Master Theorem

Tags	CS161Complexity

Recurrence relationships and motivation

We define $T(n)$ to be the time that a program takes to run. When dealing with divide and conquer algorithms, this $T$ can be defined as a recurrent relation, like

T(n) = 2 T(\frac{n}{2}) + n, T(1) = 1

This is reminicient of merge sort, which divides the problem into two separate parts and performs a merging operation in the order of $n$ . But how do we find a closed-form solution for $T(n)$ ?

The old method: the tree

We might use the tree method, which is to look at how the function varies with $t$ , the depth.

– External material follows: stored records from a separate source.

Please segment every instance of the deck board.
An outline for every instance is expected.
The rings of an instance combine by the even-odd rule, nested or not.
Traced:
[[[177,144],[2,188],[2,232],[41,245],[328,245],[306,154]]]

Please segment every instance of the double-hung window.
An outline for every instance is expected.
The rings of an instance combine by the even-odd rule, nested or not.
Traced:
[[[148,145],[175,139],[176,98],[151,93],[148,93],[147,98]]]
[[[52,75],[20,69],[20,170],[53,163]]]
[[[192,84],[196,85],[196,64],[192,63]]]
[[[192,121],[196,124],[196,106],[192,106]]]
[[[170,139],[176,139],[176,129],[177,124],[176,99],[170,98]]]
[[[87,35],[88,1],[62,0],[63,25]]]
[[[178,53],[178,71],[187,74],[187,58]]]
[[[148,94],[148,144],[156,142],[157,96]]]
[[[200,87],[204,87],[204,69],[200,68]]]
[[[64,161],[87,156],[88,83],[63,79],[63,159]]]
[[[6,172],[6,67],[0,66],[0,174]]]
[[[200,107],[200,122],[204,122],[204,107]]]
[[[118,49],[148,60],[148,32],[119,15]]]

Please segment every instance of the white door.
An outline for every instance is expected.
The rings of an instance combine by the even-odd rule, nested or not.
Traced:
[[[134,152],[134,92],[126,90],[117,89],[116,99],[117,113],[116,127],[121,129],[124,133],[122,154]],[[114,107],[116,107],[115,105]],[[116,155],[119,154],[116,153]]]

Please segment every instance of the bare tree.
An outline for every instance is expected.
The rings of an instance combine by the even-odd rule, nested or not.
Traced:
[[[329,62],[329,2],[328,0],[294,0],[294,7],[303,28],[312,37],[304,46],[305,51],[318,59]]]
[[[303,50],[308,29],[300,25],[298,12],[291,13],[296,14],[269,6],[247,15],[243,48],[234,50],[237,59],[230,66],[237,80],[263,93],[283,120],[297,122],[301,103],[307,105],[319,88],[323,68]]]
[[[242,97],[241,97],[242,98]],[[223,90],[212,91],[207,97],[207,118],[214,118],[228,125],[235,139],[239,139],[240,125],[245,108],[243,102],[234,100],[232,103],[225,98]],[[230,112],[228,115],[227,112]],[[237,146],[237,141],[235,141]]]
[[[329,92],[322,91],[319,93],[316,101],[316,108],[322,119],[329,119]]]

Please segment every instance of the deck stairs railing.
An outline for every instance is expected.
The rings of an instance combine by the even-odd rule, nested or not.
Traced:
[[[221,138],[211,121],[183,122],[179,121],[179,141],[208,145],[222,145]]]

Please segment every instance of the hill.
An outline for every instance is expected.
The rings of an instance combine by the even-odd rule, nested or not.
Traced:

This depth starts at $0$ and moves down to $\log_2 n$ . We know this because every time, we divide the problem by 2. In between, layer $t$ of the tree yields $2^t$ problems because we double the number of problems on every layer. Note that when $t = 0$ , we get $1$ problem, which makes sense.

We also know that for every problem on layer $t$ , the size is $\frac{n}{2^t}$ . This is because every time, we feed in a problem that has been cut in half. Again, note how layer $0$ behaves.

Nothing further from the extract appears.